On Wed, Feb 24, 2016 at 10:03 PM, Hamel Kothari <hamelkoth...@gmail.com>
wrote:

> If all queues are identical, this behavior should not be happening.
> Preemption as designed in fair scheduler (IIRC) takes place based on the
> instantaneous fair share, not the steady state fair share. The fair
> scheduler docs
> <https://hadoop.apache.org/docs/r2.7.1/hadoop-yarn/hadoop-yarn-site/FairScheduler.html>
> aren't super helpful on this but it does say in the Monitoring section that
> preemption won't take place if you're less than your instantaneous fair
> share (which might imply that it would occur if you were over your inst.
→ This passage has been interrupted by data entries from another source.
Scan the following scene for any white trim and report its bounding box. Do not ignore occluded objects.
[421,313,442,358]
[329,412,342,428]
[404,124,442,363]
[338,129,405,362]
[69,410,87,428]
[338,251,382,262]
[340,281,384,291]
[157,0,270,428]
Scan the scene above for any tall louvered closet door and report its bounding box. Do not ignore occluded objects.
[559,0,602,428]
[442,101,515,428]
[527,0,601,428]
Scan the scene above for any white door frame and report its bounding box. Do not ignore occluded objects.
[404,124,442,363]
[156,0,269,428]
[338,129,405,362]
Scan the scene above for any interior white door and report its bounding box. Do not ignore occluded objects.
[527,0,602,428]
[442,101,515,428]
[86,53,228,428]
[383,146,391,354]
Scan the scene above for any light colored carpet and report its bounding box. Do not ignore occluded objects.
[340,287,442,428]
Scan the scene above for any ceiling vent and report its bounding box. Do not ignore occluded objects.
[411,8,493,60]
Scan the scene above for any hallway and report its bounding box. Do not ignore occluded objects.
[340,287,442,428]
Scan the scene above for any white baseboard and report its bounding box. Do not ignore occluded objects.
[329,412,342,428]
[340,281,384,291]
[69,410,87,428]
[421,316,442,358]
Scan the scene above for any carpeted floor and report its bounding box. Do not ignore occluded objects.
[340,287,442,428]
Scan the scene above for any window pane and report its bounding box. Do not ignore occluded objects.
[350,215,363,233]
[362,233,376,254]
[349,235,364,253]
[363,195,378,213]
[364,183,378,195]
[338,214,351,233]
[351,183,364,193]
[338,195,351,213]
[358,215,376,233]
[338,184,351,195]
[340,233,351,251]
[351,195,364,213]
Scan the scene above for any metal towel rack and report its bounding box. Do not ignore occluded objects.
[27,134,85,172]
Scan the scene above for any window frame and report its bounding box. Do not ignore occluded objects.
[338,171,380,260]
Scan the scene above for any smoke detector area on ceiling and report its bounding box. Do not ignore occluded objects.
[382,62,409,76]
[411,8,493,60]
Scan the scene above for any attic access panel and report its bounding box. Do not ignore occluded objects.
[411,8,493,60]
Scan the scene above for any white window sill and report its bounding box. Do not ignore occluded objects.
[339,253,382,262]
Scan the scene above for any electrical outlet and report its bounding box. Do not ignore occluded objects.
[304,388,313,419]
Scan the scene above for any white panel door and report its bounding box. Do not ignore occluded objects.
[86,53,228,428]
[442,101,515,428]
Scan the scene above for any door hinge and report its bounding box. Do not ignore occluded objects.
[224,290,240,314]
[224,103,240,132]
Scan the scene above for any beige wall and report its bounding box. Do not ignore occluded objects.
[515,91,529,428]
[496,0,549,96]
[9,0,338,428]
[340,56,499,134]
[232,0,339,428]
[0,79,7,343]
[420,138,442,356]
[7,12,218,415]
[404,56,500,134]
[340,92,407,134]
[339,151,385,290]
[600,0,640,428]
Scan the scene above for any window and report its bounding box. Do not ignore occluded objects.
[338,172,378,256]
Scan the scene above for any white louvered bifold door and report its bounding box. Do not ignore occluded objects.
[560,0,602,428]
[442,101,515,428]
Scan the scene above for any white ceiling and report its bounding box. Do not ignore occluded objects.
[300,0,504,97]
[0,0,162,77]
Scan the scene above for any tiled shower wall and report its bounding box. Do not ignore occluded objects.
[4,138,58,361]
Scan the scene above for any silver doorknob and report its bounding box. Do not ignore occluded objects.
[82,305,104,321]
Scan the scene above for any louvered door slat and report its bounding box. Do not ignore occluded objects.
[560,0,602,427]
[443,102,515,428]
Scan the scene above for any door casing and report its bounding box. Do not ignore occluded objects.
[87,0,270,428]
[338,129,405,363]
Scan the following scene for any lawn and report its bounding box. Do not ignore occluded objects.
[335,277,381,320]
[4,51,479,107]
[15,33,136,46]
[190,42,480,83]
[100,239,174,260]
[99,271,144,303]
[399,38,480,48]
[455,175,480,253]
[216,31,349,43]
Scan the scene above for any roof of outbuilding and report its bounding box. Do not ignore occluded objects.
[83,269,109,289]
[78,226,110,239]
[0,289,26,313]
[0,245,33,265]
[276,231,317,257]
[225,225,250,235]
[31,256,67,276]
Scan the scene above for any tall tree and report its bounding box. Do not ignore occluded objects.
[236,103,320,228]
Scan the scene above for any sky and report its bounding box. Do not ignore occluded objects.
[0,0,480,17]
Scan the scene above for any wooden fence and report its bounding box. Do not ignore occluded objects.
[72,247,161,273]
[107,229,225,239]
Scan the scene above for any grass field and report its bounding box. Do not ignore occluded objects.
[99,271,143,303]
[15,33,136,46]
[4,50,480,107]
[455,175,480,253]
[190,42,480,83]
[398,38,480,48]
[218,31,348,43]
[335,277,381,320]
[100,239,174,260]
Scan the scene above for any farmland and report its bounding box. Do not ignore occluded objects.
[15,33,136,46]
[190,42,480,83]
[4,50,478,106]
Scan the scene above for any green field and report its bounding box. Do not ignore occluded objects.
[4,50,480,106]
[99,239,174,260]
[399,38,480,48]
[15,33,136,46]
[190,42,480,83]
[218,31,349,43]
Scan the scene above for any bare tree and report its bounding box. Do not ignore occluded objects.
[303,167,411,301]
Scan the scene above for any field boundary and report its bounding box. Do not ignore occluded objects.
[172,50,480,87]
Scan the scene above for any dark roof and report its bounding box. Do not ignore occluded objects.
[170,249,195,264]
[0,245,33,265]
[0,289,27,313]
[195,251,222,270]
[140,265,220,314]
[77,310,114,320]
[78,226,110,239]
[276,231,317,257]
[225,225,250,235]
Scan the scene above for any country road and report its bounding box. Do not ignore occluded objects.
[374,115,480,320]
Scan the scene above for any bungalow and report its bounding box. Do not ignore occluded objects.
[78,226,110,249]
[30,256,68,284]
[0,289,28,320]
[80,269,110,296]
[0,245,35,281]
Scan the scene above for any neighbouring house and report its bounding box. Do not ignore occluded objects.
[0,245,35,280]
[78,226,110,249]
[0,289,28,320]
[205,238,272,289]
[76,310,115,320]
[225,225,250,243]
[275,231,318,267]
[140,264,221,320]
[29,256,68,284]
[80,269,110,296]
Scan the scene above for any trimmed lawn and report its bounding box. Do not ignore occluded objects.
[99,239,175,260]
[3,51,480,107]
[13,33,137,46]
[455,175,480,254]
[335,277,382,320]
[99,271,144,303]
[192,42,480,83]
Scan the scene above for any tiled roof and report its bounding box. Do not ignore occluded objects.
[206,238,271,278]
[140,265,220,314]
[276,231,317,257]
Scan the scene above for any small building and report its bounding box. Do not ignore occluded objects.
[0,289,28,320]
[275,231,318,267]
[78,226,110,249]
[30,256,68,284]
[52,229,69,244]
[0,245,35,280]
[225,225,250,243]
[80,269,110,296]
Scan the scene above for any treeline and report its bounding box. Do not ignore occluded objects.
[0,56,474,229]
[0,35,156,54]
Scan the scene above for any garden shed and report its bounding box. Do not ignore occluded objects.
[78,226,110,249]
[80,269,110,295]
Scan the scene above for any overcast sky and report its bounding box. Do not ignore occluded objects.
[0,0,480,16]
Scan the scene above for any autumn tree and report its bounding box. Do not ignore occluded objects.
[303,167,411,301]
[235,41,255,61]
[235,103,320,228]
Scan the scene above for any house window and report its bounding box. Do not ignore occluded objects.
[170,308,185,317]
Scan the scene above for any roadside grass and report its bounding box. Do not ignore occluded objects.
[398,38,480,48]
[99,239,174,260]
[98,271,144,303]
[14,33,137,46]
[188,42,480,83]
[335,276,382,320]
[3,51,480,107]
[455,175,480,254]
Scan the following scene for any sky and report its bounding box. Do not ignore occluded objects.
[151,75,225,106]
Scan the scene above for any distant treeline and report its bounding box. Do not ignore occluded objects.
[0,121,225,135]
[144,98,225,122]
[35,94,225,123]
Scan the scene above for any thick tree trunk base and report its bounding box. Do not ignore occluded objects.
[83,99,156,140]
> fair share and someone had requested resources). The code for
> FairScheduler.resToPreempt
> <http://grepcode.com/file/repo1.maven.org/maven2/org.apache.hadoop/hadoop-yarn-server-resourcemanager/2.7.1/org/apache/hadoop/yarn/server/resourcemanager/scheduler/fair/FairScheduler.java#FairScheduler.resToPreempt%28org.apache.hadoop.yarn.server.resourcemanager.scheduler.fair.FSLeafQueue%2Clong%29>
> also seems to use getFairShare rather than getSteadyFairShare() for
> preemption so that would imply that it is using instantaneous fair share
> rather than steady state.
>
> Could you share your YARN site/fair-scheduler and Spark configurations?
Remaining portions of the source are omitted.